Swedish Medical Center campus nears completion

April 12, 2011

By Warren Kagarise

The north wall of the Swedish Medical Center campus in the Issaquah Highlands is close to completion. By Greg Farrar

Campus serves as economic engine in highlands

Starbucks is coming to the Issaquah Highlands.

Only, rather than opening a shop on a street corner, the coffee giant is setting up inside the Swedish Medical Center.

The decision to include a Starbucks inside the light-filled atrium at the soon-to-open hospital illustrates how designers and executives plan to emphasize creature comforts and community outreach alongside medical treatment on the high-tech campus.

“It’s trying to be more consumer-friendly, family-friendly, less institutional,” architect Phil Giuntoli, health care principal at Seattle firm CollinsWoerman, said last week.

The steel-and-glass structure in the highlands is designed at Swedish executives’ behest to differ from other hospital campuses in the Puget Sound region.

“They were very cognizant of creating a community hospital — something that wasn’t the big downtown monolith,” Giuntoli said.

The campus is scheduled to open to patients July 9. The initial phase includes the medical office building. Then, executives plan to open the hospital portion in November — earlier than the projected February 2012 opening date. The facility is designed to accommodate up to 175 beds, although Swedish plans open at 80 beds in November and to increase to 175 as the need increases.

The facility is designed to incorporate state-of-the-art cancer and heart centers, surgical facilities and a secure obstetrics and gynecology floor. The emergency room at the highlands campus is also set to replace Swedish’s standalone emergency room near Lake Sammamish.

The construction site started buzzing after Gov. Chris Gregoire joined hospital executives and Issaquah leaders to break ground on the facility in October 2009. On a typical day, more than 500 people teem through the 18-acre site.

Giuntoli said a hospital is in some ways easier to design from the ground up, rather than adding to another structure.

Hospital promises high-end amenities

Because plans call for the offices and hospital to encompass more than 500,000 square feet, planners designed the facility for easy navigation. The hospital room layout, for instance, is numbered as in a hotel.

“You never get lost at Bally’s in Vegas,” Kevin Brown, Swedish senior vice president and chief administrative officer, said during a hardhat tour at the construction site. “You’re never going to get lost here.”

The setup is not a cafeteria, Susan Gillespie, project director and Swedish administrative director of ambulatory care, said during the tour. Rather, Café 1910, as the hospital intends to call the dining area, plans to serve pizza from a brick oven and other fare more often seen on a bistro table than a hospital tray. (The numeral in the name nods to year the Swedish Hospital opened in Seattle.)

Spare the jokes about hospital food, please.

“We will not serve Jell-O here,” Gillespie added, and then paused. “I’m pretty sure we will not serve Jell-O.”

Planners said the hospital included amenities lined up inside the atrium — a public café, plus shops and community meeting rooms — to encourage passers-by to use the facility for more than medical care.

“There was a very conscious plan to put retail into the facility,” said Janet Barry, a former Issaquah School District superintendent and the leader of a community advisory group for the hospital campus. “Along with the medical office building, which is bringing a fine range of physicians into the community, from which patrons will be coming and going, there will be a real focus on serving as a resource for a healthy community.”

In order to design a 21st century hospital, designers relied on input from the community advisory group, and residents throughout the Issaquah and Sammamish areas, plus lessons learned at other medical facilities.

A ‘big summer of openings’ for area

Issaquah resident Dr.
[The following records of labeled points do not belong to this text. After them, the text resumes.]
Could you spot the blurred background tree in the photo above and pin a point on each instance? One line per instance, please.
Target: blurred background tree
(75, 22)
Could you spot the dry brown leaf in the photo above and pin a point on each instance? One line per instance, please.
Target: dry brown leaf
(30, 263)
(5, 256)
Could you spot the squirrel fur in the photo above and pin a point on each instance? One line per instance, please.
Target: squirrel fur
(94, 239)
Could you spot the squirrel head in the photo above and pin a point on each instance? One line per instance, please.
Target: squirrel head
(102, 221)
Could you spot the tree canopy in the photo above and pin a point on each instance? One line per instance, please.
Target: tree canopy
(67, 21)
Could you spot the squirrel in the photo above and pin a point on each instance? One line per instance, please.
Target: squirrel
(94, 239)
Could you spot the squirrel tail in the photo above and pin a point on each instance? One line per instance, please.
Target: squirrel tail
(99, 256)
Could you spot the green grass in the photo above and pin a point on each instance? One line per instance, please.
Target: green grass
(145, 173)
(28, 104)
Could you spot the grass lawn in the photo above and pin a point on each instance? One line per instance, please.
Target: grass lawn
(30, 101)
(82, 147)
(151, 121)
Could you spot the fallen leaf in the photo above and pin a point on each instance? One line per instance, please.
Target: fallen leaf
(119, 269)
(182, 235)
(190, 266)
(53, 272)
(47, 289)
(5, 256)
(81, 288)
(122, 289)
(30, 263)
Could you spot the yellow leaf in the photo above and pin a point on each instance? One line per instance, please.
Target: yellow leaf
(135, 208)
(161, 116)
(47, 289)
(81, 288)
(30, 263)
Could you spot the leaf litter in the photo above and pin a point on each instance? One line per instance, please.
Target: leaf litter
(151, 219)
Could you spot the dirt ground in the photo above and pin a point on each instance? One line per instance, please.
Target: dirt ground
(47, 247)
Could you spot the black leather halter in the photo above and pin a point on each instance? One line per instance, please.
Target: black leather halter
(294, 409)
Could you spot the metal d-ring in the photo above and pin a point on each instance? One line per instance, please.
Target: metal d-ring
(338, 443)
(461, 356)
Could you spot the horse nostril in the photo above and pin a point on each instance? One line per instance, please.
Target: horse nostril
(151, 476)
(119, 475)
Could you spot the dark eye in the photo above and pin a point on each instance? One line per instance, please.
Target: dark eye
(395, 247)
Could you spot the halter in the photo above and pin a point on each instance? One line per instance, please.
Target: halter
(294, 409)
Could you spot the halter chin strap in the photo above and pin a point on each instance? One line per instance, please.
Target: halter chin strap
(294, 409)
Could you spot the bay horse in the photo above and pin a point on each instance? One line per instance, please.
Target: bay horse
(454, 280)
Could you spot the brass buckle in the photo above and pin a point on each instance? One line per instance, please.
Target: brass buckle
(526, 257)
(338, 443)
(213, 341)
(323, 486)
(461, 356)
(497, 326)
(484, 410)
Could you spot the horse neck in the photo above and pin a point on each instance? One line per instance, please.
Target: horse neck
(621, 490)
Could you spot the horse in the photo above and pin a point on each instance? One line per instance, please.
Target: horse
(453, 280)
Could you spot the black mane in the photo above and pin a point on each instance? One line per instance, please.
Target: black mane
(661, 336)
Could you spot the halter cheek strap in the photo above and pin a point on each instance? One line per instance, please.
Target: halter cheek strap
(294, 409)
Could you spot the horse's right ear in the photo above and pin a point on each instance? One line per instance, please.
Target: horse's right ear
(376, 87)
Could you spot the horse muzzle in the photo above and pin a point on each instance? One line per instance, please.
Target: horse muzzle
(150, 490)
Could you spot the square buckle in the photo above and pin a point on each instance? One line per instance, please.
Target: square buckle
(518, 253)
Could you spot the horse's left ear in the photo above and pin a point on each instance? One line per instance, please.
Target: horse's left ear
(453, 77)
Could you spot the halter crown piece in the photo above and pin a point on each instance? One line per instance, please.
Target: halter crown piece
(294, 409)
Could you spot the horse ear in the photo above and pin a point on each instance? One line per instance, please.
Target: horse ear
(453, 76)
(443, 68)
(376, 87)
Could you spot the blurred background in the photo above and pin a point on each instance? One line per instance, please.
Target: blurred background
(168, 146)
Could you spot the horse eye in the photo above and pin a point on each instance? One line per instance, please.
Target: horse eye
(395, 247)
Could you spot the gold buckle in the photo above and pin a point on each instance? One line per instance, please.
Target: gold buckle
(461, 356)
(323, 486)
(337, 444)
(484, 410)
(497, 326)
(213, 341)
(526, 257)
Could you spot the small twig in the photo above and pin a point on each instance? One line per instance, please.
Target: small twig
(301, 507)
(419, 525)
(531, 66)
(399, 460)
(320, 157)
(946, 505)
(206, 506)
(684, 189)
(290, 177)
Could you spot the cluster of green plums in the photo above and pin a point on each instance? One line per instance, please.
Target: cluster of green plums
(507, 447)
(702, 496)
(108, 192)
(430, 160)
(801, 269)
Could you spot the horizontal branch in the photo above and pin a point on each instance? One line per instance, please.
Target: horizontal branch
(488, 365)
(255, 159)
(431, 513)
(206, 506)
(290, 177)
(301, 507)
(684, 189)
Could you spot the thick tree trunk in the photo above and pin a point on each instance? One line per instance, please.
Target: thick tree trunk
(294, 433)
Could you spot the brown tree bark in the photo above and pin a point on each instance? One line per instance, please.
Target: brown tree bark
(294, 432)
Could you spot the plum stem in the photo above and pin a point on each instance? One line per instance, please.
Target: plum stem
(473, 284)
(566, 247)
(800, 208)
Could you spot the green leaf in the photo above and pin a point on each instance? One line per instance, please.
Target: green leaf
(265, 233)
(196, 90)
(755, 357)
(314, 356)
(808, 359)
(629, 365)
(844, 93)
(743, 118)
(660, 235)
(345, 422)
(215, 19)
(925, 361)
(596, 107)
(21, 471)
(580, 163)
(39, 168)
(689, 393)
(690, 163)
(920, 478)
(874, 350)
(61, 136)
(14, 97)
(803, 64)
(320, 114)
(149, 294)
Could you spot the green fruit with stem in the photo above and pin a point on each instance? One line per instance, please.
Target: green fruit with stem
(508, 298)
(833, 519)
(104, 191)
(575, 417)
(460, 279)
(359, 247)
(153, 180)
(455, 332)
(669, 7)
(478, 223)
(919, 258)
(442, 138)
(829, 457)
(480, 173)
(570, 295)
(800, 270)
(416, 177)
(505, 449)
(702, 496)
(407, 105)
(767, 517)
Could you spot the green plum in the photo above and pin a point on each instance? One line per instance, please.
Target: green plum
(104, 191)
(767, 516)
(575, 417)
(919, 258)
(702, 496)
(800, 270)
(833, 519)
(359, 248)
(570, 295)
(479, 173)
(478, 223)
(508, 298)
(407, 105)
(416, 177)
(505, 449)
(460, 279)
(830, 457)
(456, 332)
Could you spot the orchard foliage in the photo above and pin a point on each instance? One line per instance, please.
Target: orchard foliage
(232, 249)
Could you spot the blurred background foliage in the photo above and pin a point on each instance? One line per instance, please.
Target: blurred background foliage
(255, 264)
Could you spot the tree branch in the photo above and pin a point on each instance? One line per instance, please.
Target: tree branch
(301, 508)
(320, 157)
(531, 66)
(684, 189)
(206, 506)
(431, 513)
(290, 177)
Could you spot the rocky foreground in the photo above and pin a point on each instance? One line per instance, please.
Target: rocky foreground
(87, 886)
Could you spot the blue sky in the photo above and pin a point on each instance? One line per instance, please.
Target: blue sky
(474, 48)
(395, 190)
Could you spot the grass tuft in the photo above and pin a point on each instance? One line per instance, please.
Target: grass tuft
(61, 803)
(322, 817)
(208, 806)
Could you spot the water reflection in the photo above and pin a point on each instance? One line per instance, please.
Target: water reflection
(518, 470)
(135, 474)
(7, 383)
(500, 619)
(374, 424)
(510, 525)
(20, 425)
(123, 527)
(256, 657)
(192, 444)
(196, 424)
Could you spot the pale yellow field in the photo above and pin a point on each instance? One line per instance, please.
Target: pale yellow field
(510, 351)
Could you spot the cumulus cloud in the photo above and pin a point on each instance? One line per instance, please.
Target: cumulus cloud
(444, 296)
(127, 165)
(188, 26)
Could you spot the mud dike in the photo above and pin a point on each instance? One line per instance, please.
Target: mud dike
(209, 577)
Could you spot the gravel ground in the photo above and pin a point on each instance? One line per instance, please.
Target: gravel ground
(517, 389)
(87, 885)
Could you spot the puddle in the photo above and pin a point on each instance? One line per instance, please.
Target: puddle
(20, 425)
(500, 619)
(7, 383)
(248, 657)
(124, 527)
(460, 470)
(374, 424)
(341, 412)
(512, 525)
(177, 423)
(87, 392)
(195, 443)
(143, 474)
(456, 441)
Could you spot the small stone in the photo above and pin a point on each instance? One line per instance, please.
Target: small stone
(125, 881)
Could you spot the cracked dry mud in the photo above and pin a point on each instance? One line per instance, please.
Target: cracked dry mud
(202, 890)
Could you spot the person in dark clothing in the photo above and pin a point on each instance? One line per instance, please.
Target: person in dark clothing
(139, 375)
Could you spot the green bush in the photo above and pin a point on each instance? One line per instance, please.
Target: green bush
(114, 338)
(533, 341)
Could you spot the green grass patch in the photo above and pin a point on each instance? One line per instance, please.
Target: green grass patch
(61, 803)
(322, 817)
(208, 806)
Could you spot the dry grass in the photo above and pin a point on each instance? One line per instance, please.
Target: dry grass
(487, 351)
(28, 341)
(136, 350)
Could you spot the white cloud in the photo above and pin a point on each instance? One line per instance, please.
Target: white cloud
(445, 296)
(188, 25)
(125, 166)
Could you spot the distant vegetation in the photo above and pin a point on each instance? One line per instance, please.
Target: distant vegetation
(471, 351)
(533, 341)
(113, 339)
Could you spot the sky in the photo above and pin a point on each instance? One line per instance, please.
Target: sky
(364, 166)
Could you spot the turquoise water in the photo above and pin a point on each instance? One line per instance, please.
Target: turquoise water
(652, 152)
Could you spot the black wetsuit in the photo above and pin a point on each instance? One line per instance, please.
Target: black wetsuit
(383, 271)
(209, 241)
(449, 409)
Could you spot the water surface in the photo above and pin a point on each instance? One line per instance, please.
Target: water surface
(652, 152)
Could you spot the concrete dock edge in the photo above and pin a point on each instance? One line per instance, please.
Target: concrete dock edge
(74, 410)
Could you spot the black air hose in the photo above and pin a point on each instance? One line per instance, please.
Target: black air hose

John Milne, Swedish vice president for medical affairs, said the hospital is also designed for efficiency.

“One of the most valuable things that anyone has these days is time,” he said.

The time patients spend to travel for medical treatment elsewhere in the region is another factor in the long-running effort to open a hospital campus in the highlands.

“When we looked about at other communities of comparable size and complexity, they have a hospital that serves them,” Barry said. “Our community has traveled out, mostly, I think, to the Overlake area but also to Seattle, for services. So, we’re really excited that this is going to be in our community.”

Supporters also expect the hospital boost the economy in the highlands. Some of the retail amenities promised in the neighborhood more than a decade ago turned out to be slow to materialize.

“I think the medical jobs will transform the community in a very, very positive way,” Brown said.

John Shaw, consulting director of operations for highlands developer Port Blakely Communities, said the hospital is helping to attract interest to the surrounding neighborhood.

“As we’re out in the market looking to attract retail developers to the project, it’s not lost on them, of course, that Swedish is there and about to open a beautiful, new facility,” he said.

The hospital also piqued interest from potential builders considering medical-related construction near the facility.

Swedish is scheduled to open the hospital at about the same time as the YWCA Family Village at Issaquah and the eco-friendly zHome townhouses. Bellevue College is also inching ahead on planning for a satellite campus in the highlands.

“This summer will be a big summer of openings, and it will show a lot of momentum, which is not lost on the market,” Shaw said.